Korkarım ki, bu seçim sonuçlarından sonra ahlaki çöküntü daha da hızlanacaktır. Herkes, baskı, tehdit, kıyım ile haksızlıklara ve yolsuzluklara karşı çıkmaya korkar hale getirilecektir. Hukuk düzeni, tam anlamı ile işlemez hale getirilecek, yandaştırılacaktır. Cumhurbaşkanlığı amacı uğruna, her yola başvurulacaktır. Yandaş medya, daha da pervasız ve saldırgan hale getirilecektir.
Şüphesiz, zulme, kıyıma, iftiraya, haksızlığa, hakarete uğrayanların, göğe açılan ellerini; Cenab-ı Hakk'ın boş çevirmesi düşünülemez. Neticede, O'nun iradesi tecelli edecektir. Ve Mevlâm, neylerse güzel eyleyecektir...
Önemli not:
1 - Gülen cemaatinin yurt dışındaki okullarına karşı açılan karalama, kapattırma, iftira kampanyasının, milli çıkarlarımıza karşı bir ihanet olduğuna inanıyorum. Asıl sebebin; İran, Suudi Arabistan ve Oslo'da PKK ya verilen vaatlerden kaynaklandığını düşünüyorum. Zira; Gülen Cemaati, Vehhabiliğin, Şiiliğin ve terörün, önünü kesmektedir.
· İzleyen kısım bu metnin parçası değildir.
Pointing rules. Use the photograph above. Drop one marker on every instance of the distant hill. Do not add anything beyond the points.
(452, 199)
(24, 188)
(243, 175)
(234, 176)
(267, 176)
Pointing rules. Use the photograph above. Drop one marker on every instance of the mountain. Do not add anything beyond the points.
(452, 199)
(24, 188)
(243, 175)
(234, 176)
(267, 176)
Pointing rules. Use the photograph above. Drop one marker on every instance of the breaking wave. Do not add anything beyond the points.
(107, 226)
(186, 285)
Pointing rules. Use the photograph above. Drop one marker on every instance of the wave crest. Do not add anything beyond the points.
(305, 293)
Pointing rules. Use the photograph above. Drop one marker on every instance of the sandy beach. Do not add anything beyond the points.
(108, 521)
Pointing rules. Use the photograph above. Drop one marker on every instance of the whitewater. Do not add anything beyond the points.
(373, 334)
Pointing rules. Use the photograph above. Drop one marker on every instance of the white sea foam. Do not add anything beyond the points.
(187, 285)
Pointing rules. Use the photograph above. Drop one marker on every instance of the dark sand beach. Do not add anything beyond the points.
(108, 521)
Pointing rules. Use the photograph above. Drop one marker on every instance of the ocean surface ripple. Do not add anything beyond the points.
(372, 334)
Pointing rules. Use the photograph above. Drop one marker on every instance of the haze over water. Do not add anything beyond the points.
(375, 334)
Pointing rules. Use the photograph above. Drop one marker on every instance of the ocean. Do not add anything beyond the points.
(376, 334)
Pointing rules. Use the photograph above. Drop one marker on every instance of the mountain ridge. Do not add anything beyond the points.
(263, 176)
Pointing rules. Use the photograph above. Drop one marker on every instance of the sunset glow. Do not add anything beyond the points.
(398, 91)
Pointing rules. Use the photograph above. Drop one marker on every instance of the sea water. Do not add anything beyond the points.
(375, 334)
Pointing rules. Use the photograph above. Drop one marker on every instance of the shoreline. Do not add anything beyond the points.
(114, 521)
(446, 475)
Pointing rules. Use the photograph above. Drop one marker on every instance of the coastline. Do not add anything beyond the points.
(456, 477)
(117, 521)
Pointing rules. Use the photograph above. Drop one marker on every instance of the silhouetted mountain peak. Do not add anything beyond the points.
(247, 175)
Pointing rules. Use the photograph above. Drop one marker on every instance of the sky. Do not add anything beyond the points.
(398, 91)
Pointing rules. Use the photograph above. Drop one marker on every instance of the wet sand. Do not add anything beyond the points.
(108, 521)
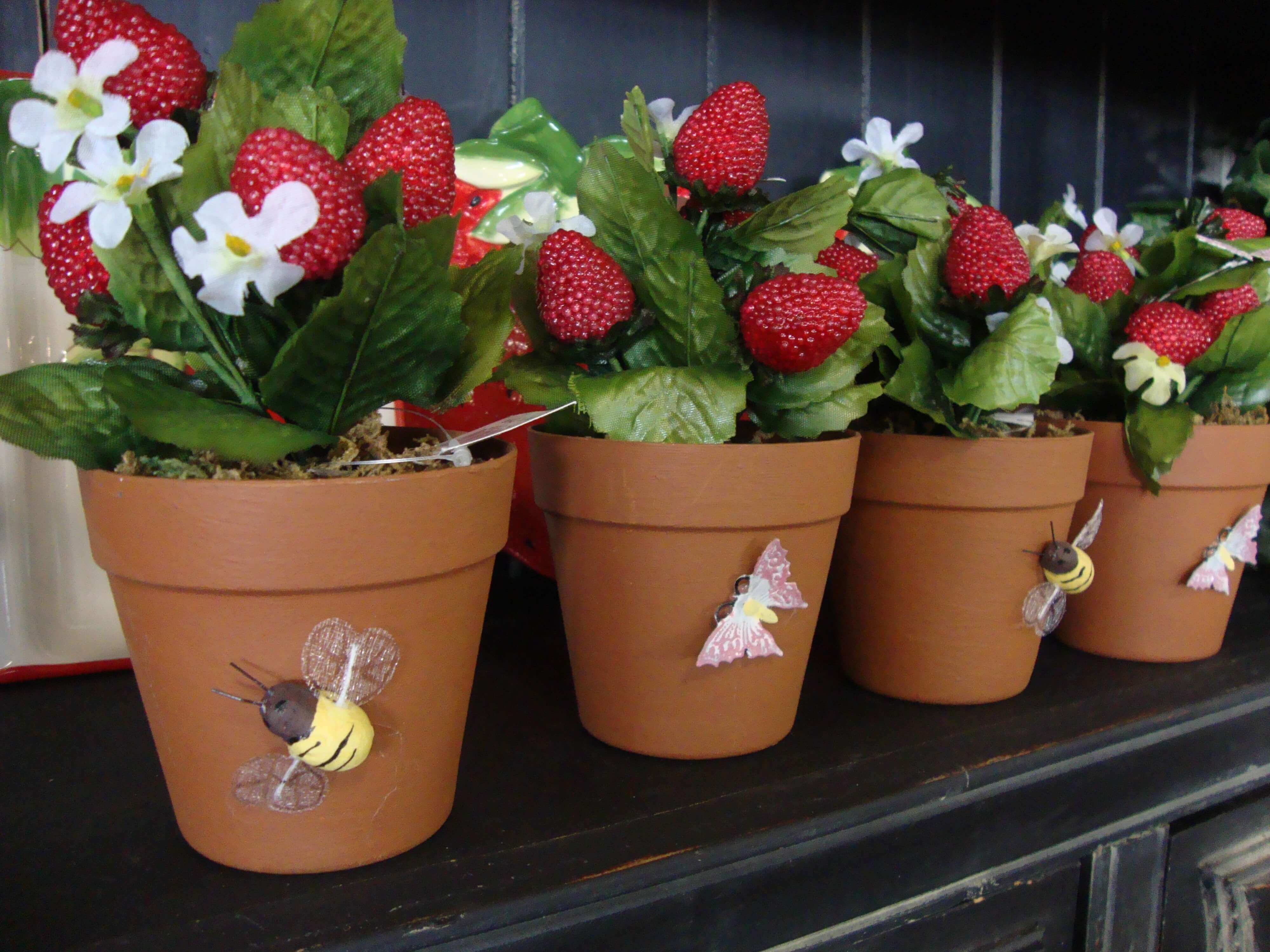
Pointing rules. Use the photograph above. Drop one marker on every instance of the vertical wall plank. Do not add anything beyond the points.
(934, 65)
(1050, 110)
(581, 56)
(810, 70)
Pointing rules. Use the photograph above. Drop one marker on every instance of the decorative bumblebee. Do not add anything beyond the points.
(319, 719)
(1069, 572)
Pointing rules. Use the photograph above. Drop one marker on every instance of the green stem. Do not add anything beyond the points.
(223, 365)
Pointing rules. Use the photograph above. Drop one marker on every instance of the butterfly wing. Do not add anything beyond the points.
(349, 663)
(727, 643)
(1243, 540)
(1043, 607)
(280, 783)
(1211, 574)
(774, 568)
(1092, 529)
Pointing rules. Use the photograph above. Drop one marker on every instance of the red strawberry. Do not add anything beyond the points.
(68, 255)
(1240, 224)
(848, 261)
(985, 253)
(413, 138)
(725, 143)
(1172, 331)
(271, 157)
(582, 291)
(796, 322)
(1085, 237)
(1100, 275)
(1221, 307)
(168, 73)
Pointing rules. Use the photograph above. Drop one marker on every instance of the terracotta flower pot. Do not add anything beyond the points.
(208, 573)
(648, 540)
(930, 572)
(1140, 607)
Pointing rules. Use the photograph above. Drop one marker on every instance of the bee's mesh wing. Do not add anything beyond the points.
(1043, 607)
(349, 663)
(280, 783)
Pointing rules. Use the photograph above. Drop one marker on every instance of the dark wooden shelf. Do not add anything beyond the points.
(559, 842)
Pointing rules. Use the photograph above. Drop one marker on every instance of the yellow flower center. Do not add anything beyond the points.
(86, 103)
(238, 246)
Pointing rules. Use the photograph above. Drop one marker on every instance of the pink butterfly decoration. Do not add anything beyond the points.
(741, 633)
(1239, 541)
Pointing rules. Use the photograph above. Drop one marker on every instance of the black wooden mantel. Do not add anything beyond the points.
(1041, 823)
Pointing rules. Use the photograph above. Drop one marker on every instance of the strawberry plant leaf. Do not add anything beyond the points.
(1015, 365)
(393, 333)
(802, 223)
(638, 129)
(486, 290)
(661, 255)
(23, 180)
(173, 416)
(63, 411)
(352, 46)
(1156, 437)
(665, 404)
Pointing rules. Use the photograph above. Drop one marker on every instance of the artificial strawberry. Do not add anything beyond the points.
(582, 291)
(985, 253)
(1221, 307)
(725, 143)
(168, 73)
(850, 262)
(1172, 331)
(68, 255)
(1239, 224)
(415, 139)
(271, 157)
(1099, 276)
(796, 322)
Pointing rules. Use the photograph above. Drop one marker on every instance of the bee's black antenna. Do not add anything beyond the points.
(261, 684)
(236, 697)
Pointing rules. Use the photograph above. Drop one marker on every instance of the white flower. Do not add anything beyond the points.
(879, 152)
(1043, 246)
(239, 251)
(542, 210)
(1108, 238)
(81, 106)
(119, 183)
(1146, 365)
(1074, 211)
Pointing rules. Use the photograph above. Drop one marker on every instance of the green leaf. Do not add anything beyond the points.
(788, 392)
(172, 416)
(317, 116)
(352, 46)
(1086, 327)
(1015, 365)
(906, 200)
(665, 404)
(638, 129)
(1243, 345)
(802, 223)
(143, 290)
(63, 411)
(393, 333)
(1156, 437)
(661, 255)
(23, 180)
(919, 294)
(916, 385)
(486, 290)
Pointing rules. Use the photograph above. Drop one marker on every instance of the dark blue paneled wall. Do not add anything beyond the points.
(1019, 100)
Ehl-i Sünnet inancının, milli birlik ve beraberlik şuurunu yaymaktadır. Türkiye’yi yurt dışında, başarıyla, gururla temsil etmektedir. Hele hele, ülkemizi başkalarına kötülemesi, mektup vs. yazması, tamamen iftiradır, yalandır. Zaten, elde bir delil de yoktur. Ama; AKP iktidarı, milli olan her şeye, TC, Türk, Ne Mutlu Türküm Diyene vb. kavramlara karşıdır.
2 - Bakanlar; Başbakan’a yaranmak için, cemaate ve Sn. Gülen'e karşı, hakaret, iftira, suçlama, yarışına girmişlerdir. Ülke'nin tüm meseleleri unutulmuş, bir kenara atılmıştır. Bu gidişin sonu iyi değildir. Rabbim; halkımızı ve ülkemizi korusun.